Im wondering what other thinset I can use for that purpose.








Any help is greatly appreciate. Thanks

Sent from my SM-G920P using Tapatalk


----------



## jengebretson (Aug 16, 2012)

Are you looking for cheaper or better? Do you need a total system warranty from the manufacturer? Hard to beat 254 for bond strength. Any modified should work, if you don't need the total system warranty. Laticrete has a list of their suitable mortars for Strata Mat.


----------



## omegatilemass (Oct 2, 2015)

jengebretson said:


> Are you looking for cheaper or better? Do you need a total system warranty from the manufacturer? Hard to beat 254 for bond strength. Any modified should work, if you don't need the total system warranty. Laticrete has a list of their suitable mortars for Strata Mat.


I was looking for something a little cheaper and esier to find.

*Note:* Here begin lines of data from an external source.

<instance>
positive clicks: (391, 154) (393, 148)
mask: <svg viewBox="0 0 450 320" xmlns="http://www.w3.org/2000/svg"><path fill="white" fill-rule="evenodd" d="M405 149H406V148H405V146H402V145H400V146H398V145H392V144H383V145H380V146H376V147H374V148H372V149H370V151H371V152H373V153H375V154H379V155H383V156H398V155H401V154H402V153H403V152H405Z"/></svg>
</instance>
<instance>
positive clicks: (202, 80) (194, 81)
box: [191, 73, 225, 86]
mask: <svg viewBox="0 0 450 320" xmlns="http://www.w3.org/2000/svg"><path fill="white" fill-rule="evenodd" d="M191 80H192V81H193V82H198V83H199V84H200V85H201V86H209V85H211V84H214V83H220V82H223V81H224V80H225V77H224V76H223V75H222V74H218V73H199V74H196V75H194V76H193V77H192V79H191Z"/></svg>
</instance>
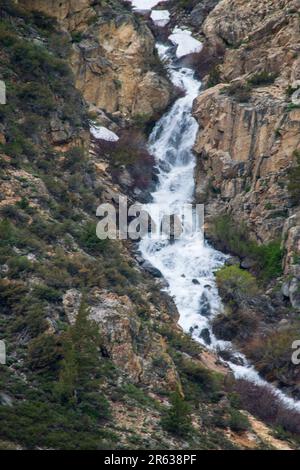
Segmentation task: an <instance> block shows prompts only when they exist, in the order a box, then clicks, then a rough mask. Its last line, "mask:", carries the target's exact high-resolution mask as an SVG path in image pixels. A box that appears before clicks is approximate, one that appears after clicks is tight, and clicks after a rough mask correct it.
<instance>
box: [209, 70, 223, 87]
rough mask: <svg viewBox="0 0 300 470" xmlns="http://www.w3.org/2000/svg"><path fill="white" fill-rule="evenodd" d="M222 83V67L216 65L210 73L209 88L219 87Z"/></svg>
mask: <svg viewBox="0 0 300 470" xmlns="http://www.w3.org/2000/svg"><path fill="white" fill-rule="evenodd" d="M220 82H221V71H220V66H219V65H216V66H215V67H214V68H213V69H212V70H211V71H210V73H209V76H208V81H207V88H211V87H213V86H216V85H218V84H219V83H220Z"/></svg>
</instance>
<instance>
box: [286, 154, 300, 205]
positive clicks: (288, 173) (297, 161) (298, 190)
mask: <svg viewBox="0 0 300 470" xmlns="http://www.w3.org/2000/svg"><path fill="white" fill-rule="evenodd" d="M294 157H295V159H296V165H294V166H293V167H292V168H291V169H290V170H289V173H288V190H289V193H290V196H291V199H292V202H293V204H294V205H298V204H299V203H300V150H295V152H294Z"/></svg>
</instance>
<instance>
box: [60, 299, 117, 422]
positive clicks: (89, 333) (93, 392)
mask: <svg viewBox="0 0 300 470" xmlns="http://www.w3.org/2000/svg"><path fill="white" fill-rule="evenodd" d="M101 343H102V341H101V335H100V332H99V325H97V324H96V323H95V322H94V321H92V320H91V319H90V318H89V310H88V308H87V307H86V305H85V304H84V303H82V304H81V307H80V309H79V312H78V315H77V318H76V322H75V323H74V325H71V326H70V327H69V329H68V331H67V332H66V333H65V335H64V338H63V356H64V358H63V360H62V363H61V369H60V374H59V381H58V383H57V385H56V389H55V391H56V396H57V397H58V398H59V399H60V401H61V402H63V403H66V404H69V405H70V406H75V405H76V407H77V408H80V409H81V410H82V412H84V413H85V414H89V415H92V416H94V417H97V418H103V417H107V416H108V414H109V406H108V402H107V400H106V398H105V397H104V395H102V394H101V390H100V387H101V383H102V380H103V378H104V377H105V375H107V370H106V364H104V362H105V361H107V359H104V358H103V357H102V356H101V353H100V348H101Z"/></svg>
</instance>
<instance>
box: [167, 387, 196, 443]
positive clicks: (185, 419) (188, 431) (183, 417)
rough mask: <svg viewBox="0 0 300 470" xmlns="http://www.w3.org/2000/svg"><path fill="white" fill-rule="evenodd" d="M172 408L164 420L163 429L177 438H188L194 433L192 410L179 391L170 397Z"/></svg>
mask: <svg viewBox="0 0 300 470" xmlns="http://www.w3.org/2000/svg"><path fill="white" fill-rule="evenodd" d="M170 402H171V407H170V409H169V410H168V411H167V413H166V415H165V416H164V417H163V418H162V421H161V424H162V427H163V428H164V429H165V430H166V431H168V432H170V433H172V434H175V435H177V436H186V435H187V434H189V433H190V432H191V431H192V425H191V419H190V414H191V409H190V406H189V404H188V403H187V402H186V401H185V400H184V398H183V397H182V396H181V394H180V393H179V391H178V390H177V391H176V392H174V393H172V394H171V396H170Z"/></svg>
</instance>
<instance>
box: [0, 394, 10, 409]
mask: <svg viewBox="0 0 300 470" xmlns="http://www.w3.org/2000/svg"><path fill="white" fill-rule="evenodd" d="M0 403H1V405H4V406H9V407H12V406H13V399H12V397H10V396H9V395H8V394H7V393H5V392H0Z"/></svg>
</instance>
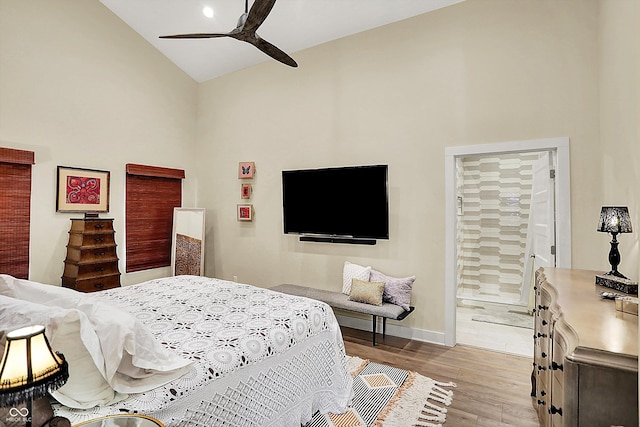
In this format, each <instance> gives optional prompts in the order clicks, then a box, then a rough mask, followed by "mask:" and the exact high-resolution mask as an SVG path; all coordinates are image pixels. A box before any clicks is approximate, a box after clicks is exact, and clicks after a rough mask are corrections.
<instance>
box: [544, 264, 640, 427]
mask: <svg viewBox="0 0 640 427" xmlns="http://www.w3.org/2000/svg"><path fill="white" fill-rule="evenodd" d="M596 274H600V273H599V272H596V271H586V270H569V269H557V268H544V269H540V270H538V271H537V272H536V284H535V331H534V336H533V339H534V364H533V366H534V371H533V375H532V382H533V391H532V394H533V395H534V396H535V403H536V405H537V409H538V418H539V420H540V425H541V426H545V427H546V426H556V427H557V426H563V427H575V426H584V427H610V426H625V427H636V426H638V316H635V315H632V314H627V313H622V312H620V311H616V307H615V302H614V301H613V300H605V299H602V298H601V297H600V295H599V292H600V291H607V292H611V291H612V290H611V289H609V288H603V287H600V286H596V285H595V275H596Z"/></svg>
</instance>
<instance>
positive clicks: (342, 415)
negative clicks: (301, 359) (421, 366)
mask: <svg viewBox="0 0 640 427" xmlns="http://www.w3.org/2000/svg"><path fill="white" fill-rule="evenodd" d="M348 363H349V369H350V372H351V375H352V376H353V378H354V380H353V399H352V402H351V405H350V407H349V408H348V409H347V411H346V412H344V413H342V414H326V415H321V414H316V415H315V416H314V417H313V419H312V420H311V422H310V423H309V424H307V425H306V427H414V426H415V427H439V426H442V424H443V423H444V422H445V420H446V416H447V408H446V407H447V406H449V405H451V402H452V400H453V391H452V390H450V389H449V388H452V387H455V386H456V385H455V384H454V383H442V382H438V381H434V380H432V379H431V378H428V377H425V376H424V375H420V374H418V373H416V372H412V371H405V370H403V369H398V368H394V367H391V366H387V365H381V364H379V363H374V362H370V361H368V360H363V359H360V358H358V357H349V360H348Z"/></svg>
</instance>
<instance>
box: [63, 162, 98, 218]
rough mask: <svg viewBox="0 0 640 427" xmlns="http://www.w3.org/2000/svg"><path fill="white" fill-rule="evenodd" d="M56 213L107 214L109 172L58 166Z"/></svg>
mask: <svg viewBox="0 0 640 427" xmlns="http://www.w3.org/2000/svg"><path fill="white" fill-rule="evenodd" d="M56 211H57V212H96V213H99V212H109V171H102V170H95V169H82V168H72V167H68V166H58V194H57V197H56Z"/></svg>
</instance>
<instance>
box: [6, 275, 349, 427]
mask: <svg viewBox="0 0 640 427" xmlns="http://www.w3.org/2000/svg"><path fill="white" fill-rule="evenodd" d="M15 282H17V279H16V281H15ZM15 282H14V283H15ZM22 282H23V283H21V286H22V288H24V289H22V288H20V286H17V287H16V286H14V287H13V292H14V295H10V297H12V298H17V299H27V300H29V303H34V304H47V305H55V306H59V307H61V308H62V309H64V310H72V311H74V310H79V311H80V312H82V313H84V314H82V313H80V315H81V317H82V316H84V315H85V314H86V315H87V317H88V318H89V319H90V320H91V323H92V325H95V324H96V321H95V320H94V319H93V317H101V318H104V317H105V313H106V314H109V312H112V317H117V319H113V321H114V322H116V324H117V322H120V323H122V324H123V325H122V326H121V329H122V330H127V331H128V332H126V334H125V333H123V332H122V331H121V330H119V331H120V332H119V333H120V334H121V335H120V336H118V342H119V341H123V342H124V349H125V353H126V352H127V351H128V352H129V353H132V355H130V356H131V357H129V368H131V365H133V366H134V367H135V369H137V371H136V372H137V373H136V375H134V377H135V378H133V379H131V378H127V377H126V375H125V374H126V373H127V372H128V370H129V368H127V369H123V368H122V367H123V366H124V362H123V361H122V360H119V361H118V362H116V365H117V366H119V368H118V372H116V373H115V374H114V375H113V376H112V377H111V376H109V375H104V374H103V376H107V377H108V378H113V380H114V381H113V382H114V384H120V385H119V386H118V385H114V387H113V388H114V389H116V390H115V394H116V395H117V398H114V399H112V401H111V403H110V404H107V405H103V406H97V407H92V408H86V409H73V408H69V407H67V406H63V405H54V410H55V411H56V413H57V414H58V415H61V416H65V417H67V418H69V419H70V420H71V421H72V423H77V422H80V421H83V420H86V419H91V418H95V417H98V416H102V415H110V414H117V413H123V412H137V413H142V414H146V415H149V416H152V417H155V418H157V419H159V420H160V421H162V422H163V423H164V424H165V425H166V426H167V427H187V426H189V427H190V426H194V427H195V426H202V427H212V426H216V427H217V426H230V427H231V426H232V427H239V426H274V427H283V426H291V427H299V426H300V425H301V424H304V423H306V422H307V421H309V420H310V419H311V417H312V415H313V414H314V413H315V412H316V411H321V412H323V413H324V412H334V413H339V412H342V411H344V410H345V408H346V406H347V404H348V401H349V399H350V396H351V385H352V382H351V377H350V376H349V374H348V371H347V367H346V357H345V351H344V344H343V341H342V335H341V333H340V329H339V326H338V324H337V322H336V319H335V317H334V315H333V311H332V310H331V308H330V307H329V306H328V305H326V304H325V303H322V302H319V301H316V300H311V299H307V298H301V297H295V296H290V295H285V294H281V293H277V292H273V291H270V290H267V289H263V288H258V287H254V286H250V285H245V284H239V283H235V282H229V281H223V280H217V279H211V278H204V277H199V276H178V277H170V278H164V279H157V280H151V281H148V282H145V283H141V284H138V285H133V286H126V287H122V288H116V289H111V290H107V291H102V292H97V293H92V294H80V293H75V291H71V290H69V289H64V288H58V287H53V286H46V288H38V287H37V286H45V285H39V284H38V285H37V286H36V284H33V282H26V281H22ZM24 282H26V283H27V284H26V285H25V283H24ZM17 288H20V289H22V290H19V291H16V289H17ZM33 288H35V289H46V292H41V293H39V295H36V296H33V295H31V294H32V293H33ZM25 289H27V290H26V291H25ZM0 291H1V289H0ZM21 292H22V293H21ZM70 292H73V293H70ZM1 293H2V292H0V294H1ZM51 295H54V297H52V296H51ZM2 298H5V297H2ZM5 300H6V298H5ZM2 301H3V300H0V302H2ZM5 302H6V301H5ZM13 302H14V301H9V302H8V304H10V303H13ZM1 307H2V306H1V305H0V308H1ZM5 311H6V310H5ZM74 313H75V311H74ZM126 316H131V318H132V319H135V323H136V324H137V325H138V324H141V325H142V326H140V325H139V326H140V328H142V329H143V330H142V331H141V330H138V331H137V332H136V331H133V332H132V331H131V330H130V329H127V328H128V326H127V325H129V324H131V323H133V321H125V320H123V319H126ZM14 317H15V316H14ZM14 320H15V319H14ZM33 320H34V319H29V321H33ZM7 321H8V320H7V319H6V316H5V319H4V320H3V318H2V315H1V314H0V328H2V329H7V328H8V326H9V325H7V324H6V323H7ZM22 321H23V322H24V321H25V320H24V319H22ZM101 321H102V320H101ZM3 323H4V324H3ZM14 323H16V322H15V321H14ZM18 323H19V322H18ZM107 323H109V322H107ZM17 326H20V325H17ZM101 328H102V329H101ZM140 328H139V329H140ZM52 329H55V328H52ZM115 329H117V328H114V327H112V326H111V325H107V326H105V325H99V326H97V327H96V328H95V330H96V331H97V333H96V335H97V336H98V337H99V339H100V341H101V342H100V345H101V346H102V347H104V346H105V344H104V341H105V340H106V339H107V338H103V336H106V335H109V334H114V333H115V332H114V330H115ZM144 329H146V331H145V330H144ZM54 332H55V331H54ZM143 332H144V333H148V332H150V335H152V336H153V337H155V340H156V341H157V343H159V345H161V346H162V347H163V349H162V350H163V351H164V350H167V349H168V350H169V351H170V352H172V353H173V355H174V356H176V359H178V361H176V360H174V358H172V357H169V361H170V362H171V363H168V362H167V363H166V365H167V366H169V368H168V369H167V372H155V371H153V370H152V369H151V370H145V369H140V367H141V366H142V368H144V367H145V365H144V363H142V362H140V361H139V360H138V358H137V355H136V352H137V353H139V354H140V358H139V359H141V360H142V359H144V356H145V354H143V352H142V350H140V349H136V348H135V343H136V340H137V339H138V338H135V339H134V338H131V336H132V335H133V336H134V337H137V336H142V337H144V333H143ZM127 334H128V335H127ZM136 334H137V335H136ZM125 335H126V336H127V338H126V339H124V338H122V337H124V336H125ZM83 339H84V338H83ZM110 339H114V337H110ZM59 342H60V343H61V344H60V345H62V341H59ZM52 346H53V347H54V349H55V350H57V349H56V348H55V347H56V339H55V337H54V339H53V340H52ZM67 351H71V352H72V351H73V350H67ZM63 353H64V352H63ZM92 353H93V351H92ZM103 353H104V349H103ZM92 357H93V354H92ZM104 358H105V360H106V361H108V360H109V356H108V355H107V356H105V357H104ZM94 359H95V357H94ZM146 359H147V360H148V359H149V357H147V358H146ZM185 359H186V363H182V364H180V363H179V360H185ZM123 360H124V359H123ZM163 360H164V359H163ZM69 363H70V371H71V375H73V361H72V360H69ZM103 371H104V370H103ZM106 371H109V368H107V369H106ZM111 371H113V369H111ZM112 373H113V372H112ZM145 373H147V374H148V376H149V378H145V375H146V374H145ZM171 374H173V377H174V378H171ZM123 375H124V376H123ZM163 375H165V377H163ZM166 375H169V376H166ZM155 376H157V377H159V378H160V380H162V379H163V378H167V379H168V380H169V382H166V381H164V382H166V383H165V384H163V385H159V386H154V387H153V388H152V389H150V390H148V391H144V392H138V393H135V392H134V393H130V392H129V391H131V390H134V391H135V390H136V387H138V384H142V387H138V388H139V389H144V385H147V384H149V381H148V380H151V383H153V378H154V377H155ZM160 382H163V381H160ZM147 388H148V386H147ZM63 389H64V387H63ZM61 390H62V389H61ZM127 395H128V396H127ZM121 399H122V400H121Z"/></svg>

I don't need the total warranty. What about the mapei thinset from lowes? I have used their self leveler without any issues so far.
Thanks for the help!

Sent from my SM-G920P using Tapatalk


----------



## jengebretson (Aug 16, 2012)

Any decent quality modified thinset will work, depending on substrate requirements of manufacturer of the mortar. 254 platinum will allow you to direct bond over cutback adhesive, sheet vinyl flooring, and other various suitable substrates as long as you follow the Technical Data Sheet from Laticrete. 254 is their premium mortar.


----------



## omegatilemass (Oct 2, 2015)

jengebretson said:


> Any decent quality modified thinset will work, depending on substrate requirements of manufacturer of the mortar. 254 platinum will allow you to direct bond over cutback adhesive, sheet vinyl flooring, and other various suitable substrates as long as you follow the Technical Data Sheet from Laticrete. 254 is their premium mortar.


Concrete subfloor in basements are the only area we use strata mat. Everything else ( plywood, hardiebacker or durock )
we use blanke securmat with 254.

Sent from my SM-G920P using Tapatalk


----------